Home > Conhecimento > Due Diligence de Segurança em M&A > O Custo Real de Ignorar Due Diligence de Segurança em M&A: R$ 4,45 Milhões por Incidente e o Impacto nas Empresas Brasileiras
A consolidação empresarial no Brasil acelerou nos últimos anos, impulsionada por fundos de private equity, movimentos estratégicos de verticalização e expansão regional. Entretanto, enquanto a análise financeira, tributária e trabalhista é conduzida com rigor técnico, a Due Diligence de Segurança da Informação ainda é tratada como etapa secundária em muitas transações. O resultado é previsível: passivos ocultos, incidentes herdados e destruição de valor pós-fechamento.
Segundo o IBM Cost of a Data Breach Report 2024, o custo médio global de um incidente é de US$ 4,45 milhões. No contexto brasileiro, considerando câmbio médio e custos locais de resposta, investigações forenses, comunicação, paralisação operacional e ações judiciais, esse valor pode ultrapassar R$ 20 milhões em organizações de médio porte. Já o Verizon DBIR 2024 aponta que 68% das violações envolveram o elemento humano e 24% envolveram ransomware, muitas vezes explorando vulnerabilidades conhecidas não corrigidas.
Em operações de M&A, esses riscos se amplificam. A ausência de uma avaliação estruturada de segurança pode resultar em aquisição de empresas com controles inexistentes, exposição a grupos mapeados no MITRE ATT&CK v14 e não conformidade com a LGPD, gerando multas administrativas pela ANPD e litígios coletivos.
O Cenário Brasileiro de M&A e a Superfície de Ataque Oculta
O Brasil permanece como um dos principais mercados de fusões e aquisições da América Latina. Setores como tecnologia, saúde, agronegócio e serviços financeiros lideram as transações. Entretanto, muitos desses segmentos possuem alta dependência digital, grande volume de dados pessoais e integração com terceiros críticos.

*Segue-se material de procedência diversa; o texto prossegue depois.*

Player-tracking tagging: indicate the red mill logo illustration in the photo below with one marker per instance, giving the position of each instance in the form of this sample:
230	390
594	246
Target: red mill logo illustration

Relatórios da IBM X-Force 2024 indicam que o setor financeiro e o setor industrial continuam entre os mais atacados globalmente. No Brasil, a digitalização acelerada pós-pandemia ampliou a superfície de ataque, principalmente por meio de ambientes híbridos e integrações rápidas entre empresas recém-adquiridas.
Em processos de aquisição, é comum que a empresa-alvo utilize softwares legados sem atualização, ambientes on-premises desprotegidos ou ausência de monitoramento contínuo. A integração tecnológica pós-deal cria um efeito dominó: ao conectar redes, herda-se também o risco. Um único endpoint comprometido pode se tornar vetor lateral para todo o grupo econômico.
Dado relevante: O Verizon DBIR 2024 mostra que o tempo médio de exploração de vulnerabilidades conhecidas é significativamente menor do que o tempo médio de correção nas empresas, indicando falhas estruturais de governança.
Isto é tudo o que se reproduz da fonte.